State of the Union, blah, blah, blah
“Tonight, President Obama will answer the question that all of America is obsessed with: Is the state of our union strong? Weak? Confused? Lovelorn? Obsessed with vampire novels? All of the above?
Here's my guess: The state of our union is unlikely to be substantially affected by a speech. That's what history tells us, anyway. In 2010, Gallup went back and looked at post-SOTU polling for the last five presidents. Jimmy Carter's average bump was...negative one percent. Perhaps surprisingly, Ronald Reagan did no better. Nor did George W. Bush. George H.W. Bush, however, did worse -- he tended to lose four points in the polls when he delivered a State of the Union address. The only recent president who consistently benefited from the speech was Bill Clinton, who gained, on average, three points. "These speeches rarely affect a president's public standing in a meaningful way, despite the amount of attention they receive," concluded Gallup.
The real importance of the State of the Union is that it lays out the White House's agenda for the next year. But that matters more in years when the White House has some chance of passing its agenda through Congress than in years when it doesn't. Last year, for instance, Obama exhorted Americans to win the future by investing in scientific research, clean energy and infrastructure. But as Glenn Kessler details, Obama's proposals languished in the divided Congress. Instead, Congress spent much of its time almost letting the government shut down, almost defaulting on the national debt, and almost letting the payroll tax cut and unemployment insurance expire. Forget winning the future. In 2011, we almost lost the present.

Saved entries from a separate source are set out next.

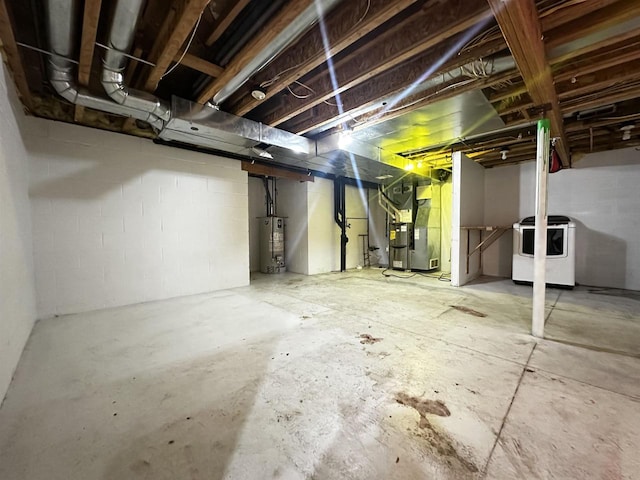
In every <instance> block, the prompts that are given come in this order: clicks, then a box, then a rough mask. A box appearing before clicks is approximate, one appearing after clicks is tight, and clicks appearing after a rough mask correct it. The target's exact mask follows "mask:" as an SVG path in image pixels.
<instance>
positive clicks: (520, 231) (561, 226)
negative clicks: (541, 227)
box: [512, 215, 576, 288]
mask: <svg viewBox="0 0 640 480" xmlns="http://www.w3.org/2000/svg"><path fill="white" fill-rule="evenodd" d="M575 232H576V225H575V223H574V222H572V221H571V219H570V218H569V217H565V216H563V215H549V217H547V258H546V283H547V285H551V286H557V287H563V288H573V287H574V286H575V284H576V280H575V277H576V274H575V272H576V253H575V248H576V233H575ZM534 244H535V217H527V218H524V219H522V221H520V223H514V224H513V263H512V269H513V270H512V278H513V281H514V282H515V283H525V284H531V283H533V249H534Z"/></svg>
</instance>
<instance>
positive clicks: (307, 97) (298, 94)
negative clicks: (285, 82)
mask: <svg viewBox="0 0 640 480" xmlns="http://www.w3.org/2000/svg"><path fill="white" fill-rule="evenodd" d="M287 90H289V93H290V94H291V95H293V96H294V97H296V98H299V99H300V100H304V99H306V98H309V97H310V96H311V93H309V94H307V95H299V94H297V93H296V92H294V91H293V90H291V87H290V86H289V85H287ZM312 91H313V90H312Z"/></svg>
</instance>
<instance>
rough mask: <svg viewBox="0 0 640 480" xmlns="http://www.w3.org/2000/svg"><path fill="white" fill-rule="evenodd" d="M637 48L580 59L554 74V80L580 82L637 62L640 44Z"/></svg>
mask: <svg viewBox="0 0 640 480" xmlns="http://www.w3.org/2000/svg"><path fill="white" fill-rule="evenodd" d="M636 47H639V48H636V49H635V50H630V51H625V52H620V51H618V52H606V53H605V54H603V55H598V56H597V58H595V57H587V58H584V59H578V60H577V61H576V62H575V63H574V64H569V65H567V67H566V68H563V69H562V70H561V71H559V72H558V73H554V79H555V81H556V83H557V82H563V81H565V80H571V79H576V80H579V79H580V77H583V76H585V75H589V74H592V73H594V72H599V71H602V70H609V69H612V68H614V67H617V66H618V65H623V64H626V63H632V62H635V61H636V60H638V59H640V44H638V45H636Z"/></svg>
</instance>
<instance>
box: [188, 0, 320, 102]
mask: <svg viewBox="0 0 640 480" xmlns="http://www.w3.org/2000/svg"><path fill="white" fill-rule="evenodd" d="M311 5H313V0H297V1H295V2H290V4H289V6H288V7H287V8H284V9H282V10H281V11H280V12H279V13H278V14H277V15H276V16H275V17H273V18H272V19H271V21H270V22H268V23H267V25H265V27H264V28H263V29H262V30H261V31H260V33H259V34H258V35H256V36H255V37H253V39H252V40H251V41H250V42H249V43H247V45H245V46H244V47H243V48H242V50H240V52H238V54H237V55H236V56H235V57H234V58H233V60H232V61H231V62H230V63H229V65H227V66H226V68H225V71H224V73H223V74H222V75H220V76H219V77H218V78H217V79H216V80H214V81H213V82H212V83H210V84H209V85H208V86H207V87H205V89H204V91H203V92H202V93H201V94H200V96H199V97H198V102H200V103H205V102H207V101H209V100H210V99H211V98H212V97H213V96H214V95H215V94H216V93H218V91H220V89H221V88H222V87H223V86H224V85H225V84H226V83H228V82H229V80H231V79H232V78H233V77H235V76H236V75H237V74H238V73H240V71H241V70H242V69H243V68H244V67H246V66H247V65H248V64H249V62H250V61H251V60H253V58H254V57H255V56H256V55H257V54H258V53H259V52H260V51H262V49H263V48H264V46H265V45H268V44H269V43H271V42H272V41H273V40H274V39H275V38H276V37H277V36H278V35H279V34H280V33H282V32H283V31H284V30H286V29H287V28H288V27H289V24H290V23H291V22H293V21H294V20H295V19H296V18H297V17H298V16H299V15H300V14H301V13H302V12H304V11H305V10H306V9H307V8H308V7H309V6H311Z"/></svg>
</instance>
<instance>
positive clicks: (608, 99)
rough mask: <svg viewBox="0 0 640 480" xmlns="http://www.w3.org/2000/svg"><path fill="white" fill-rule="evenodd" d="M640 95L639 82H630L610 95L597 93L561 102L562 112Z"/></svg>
mask: <svg viewBox="0 0 640 480" xmlns="http://www.w3.org/2000/svg"><path fill="white" fill-rule="evenodd" d="M638 97H640V84H631V85H629V86H626V87H622V88H620V91H619V92H618V93H615V94H611V95H600V94H598V93H595V94H592V95H589V96H587V97H581V98H576V99H573V100H569V101H567V102H564V103H563V104H562V112H563V113H564V114H565V115H573V114H574V113H577V112H579V111H581V110H587V109H591V108H598V107H602V106H605V105H610V104H613V103H618V102H624V101H627V100H634V99H636V98H638Z"/></svg>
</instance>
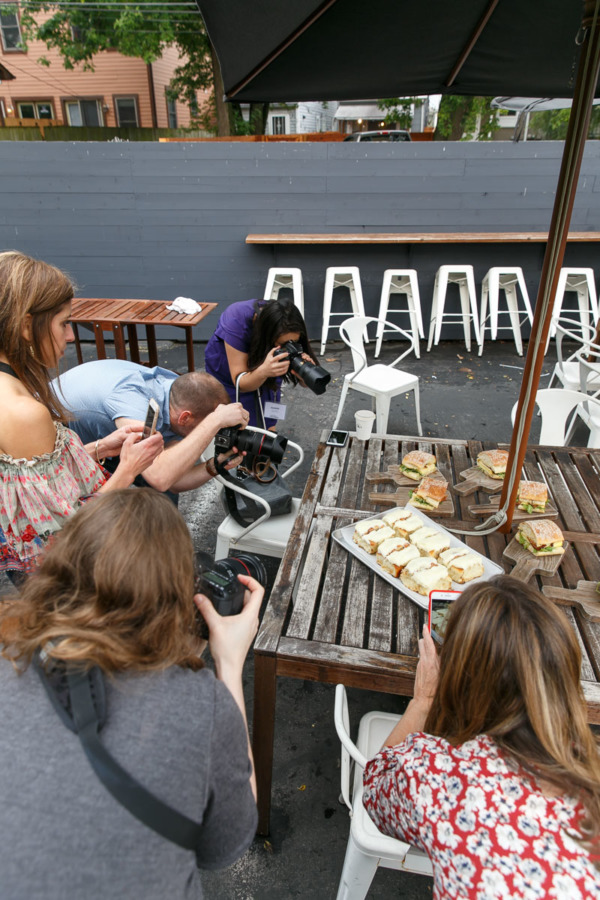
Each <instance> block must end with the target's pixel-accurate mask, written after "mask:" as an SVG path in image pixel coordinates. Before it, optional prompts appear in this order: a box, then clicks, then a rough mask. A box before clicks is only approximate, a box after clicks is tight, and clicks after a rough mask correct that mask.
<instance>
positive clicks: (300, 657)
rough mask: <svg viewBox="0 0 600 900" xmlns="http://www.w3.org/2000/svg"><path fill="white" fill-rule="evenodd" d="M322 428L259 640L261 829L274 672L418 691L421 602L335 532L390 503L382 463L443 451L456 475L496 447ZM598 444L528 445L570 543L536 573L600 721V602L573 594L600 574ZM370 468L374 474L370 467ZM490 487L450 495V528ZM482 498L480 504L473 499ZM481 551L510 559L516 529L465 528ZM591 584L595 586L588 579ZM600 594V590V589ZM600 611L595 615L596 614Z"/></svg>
mask: <svg viewBox="0 0 600 900" xmlns="http://www.w3.org/2000/svg"><path fill="white" fill-rule="evenodd" d="M324 441H325V434H323V435H322V437H321V443H320V444H319V446H318V448H317V451H316V454H315V458H314V461H313V465H312V468H311V472H310V475H309V477H308V480H307V482H306V487H305V490H304V495H303V497H302V503H301V506H300V510H299V513H298V517H297V519H296V523H295V526H294V529H293V531H292V533H291V536H290V540H289V543H288V548H287V550H286V553H285V555H284V557H283V559H282V562H281V565H280V568H279V572H278V574H277V578H276V580H275V584H274V586H273V590H272V592H271V596H270V598H269V602H268V604H267V607H266V610H265V614H264V617H263V620H262V623H261V626H260V629H259V632H258V635H257V637H256V641H255V645H254V665H255V682H254V721H253V751H254V760H255V765H256V774H257V780H258V808H259V829H258V830H259V833H260V834H268V832H269V816H270V803H271V781H272V765H273V738H274V729H275V701H276V692H277V677H278V676H280V675H285V676H288V677H292V678H301V679H308V680H311V681H319V682H322V683H327V684H337V683H343V684H345V685H346V686H348V687H355V688H363V689H368V690H376V691H382V692H385V693H394V694H400V695H403V696H407V697H411V696H412V694H413V688H414V679H415V671H416V666H417V657H418V639H419V636H420V633H421V628H422V624H423V616H424V610H423V609H422V608H420V607H419V606H417V605H416V604H415V603H413V602H412V601H411V600H410V599H408V597H406V596H404V595H403V594H402V593H400V592H398V591H397V590H396V589H395V588H394V587H393V586H392V585H391V584H389V583H387V582H386V581H385V580H384V579H383V578H380V577H379V576H377V575H376V574H375V573H374V572H372V571H371V570H370V569H369V568H368V567H367V566H366V565H364V564H363V563H362V562H361V561H360V560H359V559H356V558H355V557H354V556H352V555H351V554H349V553H348V551H347V550H345V549H344V548H343V547H341V546H340V545H339V544H338V543H336V542H335V541H334V540H333V539H332V537H331V535H332V532H333V531H335V530H336V529H338V528H341V527H342V526H345V525H349V524H351V523H353V522H355V521H358V520H359V519H360V518H365V517H367V516H372V515H374V514H376V513H378V512H380V513H381V514H382V515H384V514H385V512H386V510H389V509H390V505H389V503H388V504H386V505H382V504H378V503H376V502H375V501H376V499H377V497H376V496H375V497H373V496H372V495H373V494H376V492H386V491H392V490H395V488H396V485H388V486H387V488H386V486H385V485H381V484H374V483H373V479H372V476H373V475H374V474H375V473H378V472H379V473H383V472H386V471H387V467H388V466H393V465H397V464H398V463H399V462H400V461H401V459H402V457H403V456H404V455H405V454H406V453H408V452H409V451H410V450H414V449H417V448H418V449H421V450H426V451H428V452H432V453H435V455H436V457H437V460H438V468H439V470H440V472H441V474H442V475H443V476H444V477H445V478H446V479H447V480H448V482H449V483H450V484H457V483H458V484H459V483H460V481H461V479H460V473H461V472H463V471H465V470H467V469H469V468H471V467H472V466H474V465H475V462H476V457H477V454H478V453H479V452H480V451H481V450H482V449H484V446H485V449H489V447H490V446H496V445H489V444H488V445H483V444H481V443H478V442H476V441H468V442H467V441H460V440H436V439H432V440H431V442H427V441H423V440H422V439H419V438H413V437H406V438H404V437H401V438H399V437H398V436H394V437H390V436H374V437H372V438H371V439H370V440H369V441H368V442H366V443H365V442H363V441H359V440H358V439H357V438H356V437H353V436H351V437H350V440H349V442H348V444H347V445H346V447H344V448H342V449H339V448H333V447H328V446H327V445H326V444H325V443H324ZM599 472H600V451H595V450H591V449H587V448H573V447H557V448H553V447H531V448H530V449H529V451H528V454H527V458H526V462H525V472H524V477H526V478H528V479H530V480H532V481H542V480H543V481H546V483H547V485H548V488H549V491H548V493H549V499H550V501H551V503H552V504H553V506H554V507H555V509H556V511H558V518H557V519H556V521H557V522H558V524H559V525H560V527H561V528H562V529H563V532H564V535H565V538H566V540H567V541H568V543H569V549H568V550H567V552H566V553H565V555H564V557H563V558H562V559H561V562H560V566H559V568H558V570H557V571H556V574H554V575H541V576H534V580H532V584H534V583H535V579H537V584H538V586H540V587H544V590H545V592H547V594H549V595H550V596H552V597H553V600H552V601H551V600H549V602H558V603H560V604H561V605H562V607H563V609H564V610H565V612H566V614H567V616H568V617H569V619H570V621H571V622H572V624H573V627H574V628H575V631H576V633H577V636H578V639H579V643H580V646H581V651H582V670H581V679H582V685H583V690H584V694H585V698H586V701H587V704H588V712H589V721H590V722H594V723H600V603H599V604H598V605H599V611H598V614H597V616H595V615H594V613H593V612H592V613H589V612H588V611H586V610H585V609H584V608H583V606H582V605H581V604H578V603H575V598H576V597H577V595H578V594H579V591H577V592H576V593H574V594H569V593H568V592H569V591H571V590H573V591H574V590H575V589H576V588H577V587H578V583H579V582H582V581H584V582H588V583H592V585H593V583H595V582H598V581H600V557H599V555H598V546H599V544H600V478H599V474H598V473H599ZM367 476H368V477H367ZM490 499H491V498H490V496H489V495H488V494H486V493H484V492H483V491H481V490H480V491H478V492H473V493H470V494H466V495H465V494H464V493H463V494H461V493H457V494H453V502H454V508H455V514H454V518H452V519H448V518H440V519H437V521H438V522H439V524H440V525H443V526H444V527H450V528H451V527H453V525H456V527H462V528H464V529H467V530H468V529H471V528H472V527H473V526H474V525H476V524H478V523H480V522H482V521H484V518H482V513H481V511H480V510H478V509H477V506H478V505H489V503H490ZM474 507H475V511H473V512H471V511H470V509H473V508H474ZM458 537H459V538H460V539H461V540H464V541H465V543H466V544H468V546H469V547H471V548H472V549H473V550H476V551H478V552H479V553H481V554H483V555H484V556H486V557H487V558H488V559H491V560H493V561H494V562H496V563H500V564H501V565H503V566H504V569H505V570H506V571H509V570H510V568H511V564H510V563H508V562H506V560H503V558H502V556H503V553H504V550H505V548H506V546H507V544H508V543H509V542H510V540H511V538H512V535H510V534H509V535H503V534H499V533H498V532H494V533H493V534H490V535H487V536H485V537H484V536H467V537H463V536H462V535H458ZM588 589H589V585H588ZM599 601H600V597H599ZM595 619H597V620H596V621H595Z"/></svg>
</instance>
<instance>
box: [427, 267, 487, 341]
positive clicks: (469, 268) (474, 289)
mask: <svg viewBox="0 0 600 900" xmlns="http://www.w3.org/2000/svg"><path fill="white" fill-rule="evenodd" d="M449 284H457V285H458V289H459V292H460V308H461V311H460V312H459V313H448V312H445V310H444V307H445V304H446V294H447V292H448V285H449ZM454 319H459V320H461V321H462V326H463V331H464V335H465V344H466V347H467V350H470V349H471V320H472V321H473V331H474V332H475V341H476V343H477V344H479V343H480V342H481V339H480V336H479V313H478V312H477V296H476V294H475V275H474V273H473V266H440V268H439V269H438V270H437V273H436V276H435V284H434V287H433V301H432V304H431V320H430V323H429V340H428V342H427V350H428V351H429V350H431V347H432V345H433V344H436V345H437V344H439V342H440V336H441V333H442V323H443V322H444V320H446V321H453V320H454Z"/></svg>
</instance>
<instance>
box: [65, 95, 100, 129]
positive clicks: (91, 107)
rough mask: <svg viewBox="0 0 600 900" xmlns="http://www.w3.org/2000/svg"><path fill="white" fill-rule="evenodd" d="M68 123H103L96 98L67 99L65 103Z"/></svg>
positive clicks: (81, 124)
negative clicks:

Which isn't to say you can safely ignore tonight's speech. First, the Obama administration, mindful of the mess that Congress made in 2011, has been looking for areas in which they can maximize their executive authority. The recent recess appointments and government reorganization proposals are two examples of that campaign. More are likely to be unveiled in tonight's speech. Second, Obama is up for reelection this year -- perhaps you've heard? -- and tonight's speech is likely to offer the first widely watched instance of the president setting up the contrast between him and his opponents. Expect that part of the speech to borrow heavily from his address in Osawatomie, Kansas.”